= Carleton Immersive Media Studio =

Academic unit within Carleton University

Established in 2002, Carleton Immersive Media Studio (CIMS) is a Carleton University Research Centre within the School of Architecture. The CIMS research agenda is based on the intertwining of content creation and applied research, allowing each to affect and inform the other. With a twofold aim of building upon existing and burgeoning Canadian digital media and technology and being situated alongside Canada's social and cultural commitment, CIMS research projects privilege content and user-driven research that is enabled by technology.

==Research Projects==

===Rideau Chapel===
In the program Digital Architecture Reconstruction Program 1.0 (DARP), CIMS re-visited the site of the Convent of Our Lady of the Sacred Heart site in Ottawa, Ontario, Canada, a building demolished in 1972, in order to resurrect a story with intertwining points of view of historical preservation, community activism and the role of digital documentation. The interior of the Rideau Street Chapel was digitally reconstructed by CIMS using various diverse technologies such as laser scanning, photogrammetry and 3D modeling.
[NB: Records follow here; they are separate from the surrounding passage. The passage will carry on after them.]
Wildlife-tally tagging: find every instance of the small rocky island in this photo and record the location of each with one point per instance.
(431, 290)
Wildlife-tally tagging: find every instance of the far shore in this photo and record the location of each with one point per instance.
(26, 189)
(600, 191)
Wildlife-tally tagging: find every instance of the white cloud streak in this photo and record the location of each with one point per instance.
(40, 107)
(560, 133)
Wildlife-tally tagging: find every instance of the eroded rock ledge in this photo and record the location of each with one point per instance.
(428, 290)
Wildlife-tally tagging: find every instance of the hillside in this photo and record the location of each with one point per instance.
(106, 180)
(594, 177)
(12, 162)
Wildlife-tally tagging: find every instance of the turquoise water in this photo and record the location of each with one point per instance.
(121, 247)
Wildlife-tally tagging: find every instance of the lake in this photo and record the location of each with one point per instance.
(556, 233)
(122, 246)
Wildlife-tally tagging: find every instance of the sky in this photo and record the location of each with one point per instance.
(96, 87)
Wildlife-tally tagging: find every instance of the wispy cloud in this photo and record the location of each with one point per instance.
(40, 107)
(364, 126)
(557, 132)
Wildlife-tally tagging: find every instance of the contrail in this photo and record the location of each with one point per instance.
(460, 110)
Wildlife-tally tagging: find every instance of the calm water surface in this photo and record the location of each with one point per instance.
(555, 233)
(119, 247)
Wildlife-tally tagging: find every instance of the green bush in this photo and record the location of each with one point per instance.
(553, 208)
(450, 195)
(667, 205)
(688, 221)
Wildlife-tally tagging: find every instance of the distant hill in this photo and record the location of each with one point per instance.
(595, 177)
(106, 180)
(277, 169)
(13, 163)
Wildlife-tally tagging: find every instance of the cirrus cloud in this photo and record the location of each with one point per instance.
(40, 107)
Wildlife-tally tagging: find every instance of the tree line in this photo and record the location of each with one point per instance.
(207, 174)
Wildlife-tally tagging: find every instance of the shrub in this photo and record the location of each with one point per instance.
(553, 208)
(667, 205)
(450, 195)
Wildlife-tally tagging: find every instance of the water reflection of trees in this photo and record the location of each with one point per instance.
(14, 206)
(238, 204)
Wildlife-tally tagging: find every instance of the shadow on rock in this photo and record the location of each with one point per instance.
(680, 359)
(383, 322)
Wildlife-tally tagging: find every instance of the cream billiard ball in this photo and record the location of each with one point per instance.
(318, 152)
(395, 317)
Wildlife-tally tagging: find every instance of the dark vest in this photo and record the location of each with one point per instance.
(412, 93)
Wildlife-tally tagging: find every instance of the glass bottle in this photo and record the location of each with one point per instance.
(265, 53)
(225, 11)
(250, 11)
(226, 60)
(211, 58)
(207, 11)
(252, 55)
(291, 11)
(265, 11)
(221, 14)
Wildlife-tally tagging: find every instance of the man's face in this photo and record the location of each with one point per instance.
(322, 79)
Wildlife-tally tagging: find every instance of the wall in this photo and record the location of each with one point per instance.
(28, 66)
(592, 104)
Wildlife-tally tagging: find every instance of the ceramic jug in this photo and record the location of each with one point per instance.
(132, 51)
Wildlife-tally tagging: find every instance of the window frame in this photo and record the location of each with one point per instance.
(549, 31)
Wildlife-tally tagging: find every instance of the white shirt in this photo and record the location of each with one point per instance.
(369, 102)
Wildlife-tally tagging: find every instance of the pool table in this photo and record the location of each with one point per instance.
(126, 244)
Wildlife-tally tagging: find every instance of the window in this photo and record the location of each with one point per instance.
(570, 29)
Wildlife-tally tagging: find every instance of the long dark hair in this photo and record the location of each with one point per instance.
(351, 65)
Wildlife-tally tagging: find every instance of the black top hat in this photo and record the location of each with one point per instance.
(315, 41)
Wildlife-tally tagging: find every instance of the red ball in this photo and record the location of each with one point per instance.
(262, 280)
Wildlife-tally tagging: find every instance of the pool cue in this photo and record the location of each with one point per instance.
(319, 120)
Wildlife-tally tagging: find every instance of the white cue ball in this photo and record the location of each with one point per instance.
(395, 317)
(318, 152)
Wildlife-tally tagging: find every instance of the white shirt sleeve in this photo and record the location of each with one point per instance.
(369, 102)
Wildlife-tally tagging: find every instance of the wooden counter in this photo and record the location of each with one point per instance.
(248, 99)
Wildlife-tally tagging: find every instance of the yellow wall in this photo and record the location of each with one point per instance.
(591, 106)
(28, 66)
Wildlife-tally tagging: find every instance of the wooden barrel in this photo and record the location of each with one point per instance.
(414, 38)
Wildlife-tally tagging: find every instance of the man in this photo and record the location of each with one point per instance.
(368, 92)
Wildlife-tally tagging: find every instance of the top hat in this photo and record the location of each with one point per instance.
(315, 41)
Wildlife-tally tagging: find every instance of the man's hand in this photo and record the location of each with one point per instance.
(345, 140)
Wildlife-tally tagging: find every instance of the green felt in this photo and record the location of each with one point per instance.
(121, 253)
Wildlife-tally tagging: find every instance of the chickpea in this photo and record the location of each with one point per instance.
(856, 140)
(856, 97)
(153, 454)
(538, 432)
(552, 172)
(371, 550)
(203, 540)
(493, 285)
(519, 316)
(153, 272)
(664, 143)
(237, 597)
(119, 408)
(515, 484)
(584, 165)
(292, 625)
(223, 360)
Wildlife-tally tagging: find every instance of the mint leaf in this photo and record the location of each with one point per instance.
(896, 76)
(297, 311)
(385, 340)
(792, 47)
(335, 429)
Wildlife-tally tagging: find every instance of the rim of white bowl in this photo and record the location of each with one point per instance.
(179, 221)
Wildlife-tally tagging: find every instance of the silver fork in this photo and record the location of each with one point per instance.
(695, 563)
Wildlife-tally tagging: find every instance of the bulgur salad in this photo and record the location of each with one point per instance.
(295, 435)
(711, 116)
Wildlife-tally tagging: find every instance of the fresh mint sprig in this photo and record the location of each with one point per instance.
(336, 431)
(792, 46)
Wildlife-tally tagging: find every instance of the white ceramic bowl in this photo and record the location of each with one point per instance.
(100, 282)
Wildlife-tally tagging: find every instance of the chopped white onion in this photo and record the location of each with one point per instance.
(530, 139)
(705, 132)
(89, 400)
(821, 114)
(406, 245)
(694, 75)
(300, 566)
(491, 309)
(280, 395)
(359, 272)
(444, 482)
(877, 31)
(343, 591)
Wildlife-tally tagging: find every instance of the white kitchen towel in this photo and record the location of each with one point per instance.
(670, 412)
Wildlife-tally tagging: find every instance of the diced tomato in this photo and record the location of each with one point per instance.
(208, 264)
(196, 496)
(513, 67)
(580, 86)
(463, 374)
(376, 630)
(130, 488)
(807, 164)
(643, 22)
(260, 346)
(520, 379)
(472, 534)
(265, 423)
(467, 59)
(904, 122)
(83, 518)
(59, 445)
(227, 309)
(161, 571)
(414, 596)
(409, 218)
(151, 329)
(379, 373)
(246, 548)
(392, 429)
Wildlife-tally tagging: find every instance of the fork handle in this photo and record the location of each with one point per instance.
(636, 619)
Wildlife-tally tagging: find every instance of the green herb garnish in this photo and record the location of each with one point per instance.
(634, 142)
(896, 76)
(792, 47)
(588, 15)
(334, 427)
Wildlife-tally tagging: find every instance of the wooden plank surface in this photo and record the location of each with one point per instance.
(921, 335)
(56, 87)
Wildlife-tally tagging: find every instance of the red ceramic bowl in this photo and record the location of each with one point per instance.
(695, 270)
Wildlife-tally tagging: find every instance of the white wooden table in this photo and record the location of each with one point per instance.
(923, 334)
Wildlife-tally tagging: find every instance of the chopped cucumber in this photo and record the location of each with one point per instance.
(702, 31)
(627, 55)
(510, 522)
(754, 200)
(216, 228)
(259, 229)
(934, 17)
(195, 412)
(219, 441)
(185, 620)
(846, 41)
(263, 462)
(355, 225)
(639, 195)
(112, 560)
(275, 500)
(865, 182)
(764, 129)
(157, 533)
===Boulevard St. Laurent===
In a second Canadian Heritage funded project (DARP 2.0) the existing condition under investigation was the urban area of lower Boulevard St. Laurent in Montreal, Quebec, Canada. As this area is currently undergoing urban and commercial redevelopment, this project served both to document a pivotal time in its history and the potential to project a future of the site that is of interest to city officials, personal stakeholders and the community alike.

===Salk Institute===
CIMS also undertook the digital reconstruction of the Salk Institute in La Jolla, California as part of a real-time demonstration in collaboration with the National Research Council Canada, Communications Research Centre Canada and CANARIE at iGrid 2005. In efforts to showcase the 10Gb User Controlled Light Path, the model of building was used to assess and confirm digital content production processes and the exchange of large data sets in real-time over long distances. Documentation of existing conditions of the Salk Institute was used to enhance and make more accurate the original model built in Ottawa.

===Eucalyptus===
Technologies concerning virtual classroom-type scenarios are not a new invention. However, the onset of intelligent network infrastructure and user controlled lightpaths is. This CANARIE funded research program is in partnership with the Communications Research Centre of Canada (CRC) and the National Research Council, Broadband Visual Communication research group (NRC-BVC). It intends to develop the tools necessary to allow architects and designers at multiple locations to collaborate in real-time by sharing computational resources, geometry datasets and multimedia content utilizing the UCLP on CA*net4 and Service Oriented Architecture that allows simultaneous shared access to visualization, modeling, and visual communication tools.